1. Field of the Invention
This invention relates to an insulated gate field effect transistor of the self-aligned type, (otherwise called a self-aligned IGFET), especially to a self-aligned IGFET with an extended gate electrode end.
2. Description of the Prior Art
Self-aligned IGFETS have been manufactured using silicon gate technology which can provide high production yields and high density when incorporated in integrated circuits. According to this silicon gate technology, the surface of a semiconductor substrate is exposed at its active region including a source region, a drain region and a channel region. A new gate insulator is formed on the active region by thermal oxidation. A silicon gate electrode is then formed on an area including the channel region. Then, the new gate insulator is etched away only at the source and drain regions, while leaving it under the silicon gate electrode. The next process is to diffuse an impurity into the exposed areas of the substrate to form the source and drain regions using the silicon gate electrode as a diffusion mask. It is therefore not necessary to align the gate electrode with the source and drain regions. Thus, the gate electrode is automatically aligned. Accordingly, the silicon gate technology is often referred to as being of the self-aligned type.
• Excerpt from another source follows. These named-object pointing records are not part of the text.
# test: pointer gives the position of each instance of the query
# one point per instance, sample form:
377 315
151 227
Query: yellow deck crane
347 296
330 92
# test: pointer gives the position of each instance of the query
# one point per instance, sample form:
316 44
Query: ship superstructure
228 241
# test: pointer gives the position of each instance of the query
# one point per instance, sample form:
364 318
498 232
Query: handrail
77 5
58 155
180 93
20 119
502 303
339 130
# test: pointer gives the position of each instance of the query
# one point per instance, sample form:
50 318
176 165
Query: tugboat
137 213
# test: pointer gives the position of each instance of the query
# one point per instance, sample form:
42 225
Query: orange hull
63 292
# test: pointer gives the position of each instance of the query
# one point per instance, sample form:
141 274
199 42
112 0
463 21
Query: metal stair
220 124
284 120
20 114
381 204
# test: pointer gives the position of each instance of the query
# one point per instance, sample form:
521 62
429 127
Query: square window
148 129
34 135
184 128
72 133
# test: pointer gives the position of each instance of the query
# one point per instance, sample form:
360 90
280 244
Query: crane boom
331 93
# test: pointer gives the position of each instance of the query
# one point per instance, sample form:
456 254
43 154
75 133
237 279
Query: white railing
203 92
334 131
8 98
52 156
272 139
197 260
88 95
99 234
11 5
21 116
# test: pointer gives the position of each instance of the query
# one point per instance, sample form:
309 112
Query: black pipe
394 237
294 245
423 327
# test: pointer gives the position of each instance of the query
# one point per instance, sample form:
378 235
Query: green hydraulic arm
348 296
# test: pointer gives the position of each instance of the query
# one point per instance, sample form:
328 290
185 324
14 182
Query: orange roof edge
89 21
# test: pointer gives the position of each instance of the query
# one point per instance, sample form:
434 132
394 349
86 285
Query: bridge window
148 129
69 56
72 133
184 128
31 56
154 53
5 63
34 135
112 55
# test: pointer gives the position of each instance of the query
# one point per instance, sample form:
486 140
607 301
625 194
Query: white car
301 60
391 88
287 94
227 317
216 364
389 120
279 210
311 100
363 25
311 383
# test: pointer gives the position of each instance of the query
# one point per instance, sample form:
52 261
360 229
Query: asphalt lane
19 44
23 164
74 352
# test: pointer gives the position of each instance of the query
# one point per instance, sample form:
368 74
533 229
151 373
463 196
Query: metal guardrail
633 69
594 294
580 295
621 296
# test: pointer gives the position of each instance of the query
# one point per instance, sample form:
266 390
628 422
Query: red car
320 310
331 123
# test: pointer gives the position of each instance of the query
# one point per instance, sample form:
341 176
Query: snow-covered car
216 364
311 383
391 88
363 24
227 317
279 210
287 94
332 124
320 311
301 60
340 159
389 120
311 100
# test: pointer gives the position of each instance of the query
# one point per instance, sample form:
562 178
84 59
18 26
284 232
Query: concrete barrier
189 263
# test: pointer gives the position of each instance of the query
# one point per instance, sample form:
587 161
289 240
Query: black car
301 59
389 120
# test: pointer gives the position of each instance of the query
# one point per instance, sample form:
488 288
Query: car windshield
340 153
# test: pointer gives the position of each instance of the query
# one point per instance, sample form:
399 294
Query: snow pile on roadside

Referring to FIG. 1, a plan view is shown of the structure of an IGFET as incorporated in an integrated circuit. The source region 5 is opposite to the drain region 6 at the channel region 7. The extended regions 5a and 6a of the source and drain regions 5 and 6 are included to provide conductive paths. The gate electrode 4 is extended in another direction for the wiring interconnective and in the same direction as that of source and drain regions 5a and 6a by "d" on the field oxide layer 2. The distance "d" is for ensuring a predetermined channel width in spite of mechanical alignment error. The distance "a" is for the same purpose. Therefore, the distance "c" between the extended regions 5a and 6a is controlled by the gate width "b" and the error "2a".
FIG. 2, is a partial cross section of the IGFET shown in FIG. 1 at the line I--I.
In FIG. 2, the substrate 1 is typically comprised of silicon. The thickness of the field oxide layer 2 is typically about 1 micron meter. The gate insulator 3 is typically comprised of silicon dioxide and is about 1000 angstroms thick. An insulating layer 2 covering the surface of the substrate 1 is not shown in FIG. 1 for the sake of simplicity.
U.S. Pat. No. 3,699,646 discloses a method for simultaneously completing the formation of a contact, a wiring interconnection, a gate and a source or drain.
The method disclosed in the above patent is used in conjunction with the process of manufacturing the IGFET transistor circuit configuration of the present invention.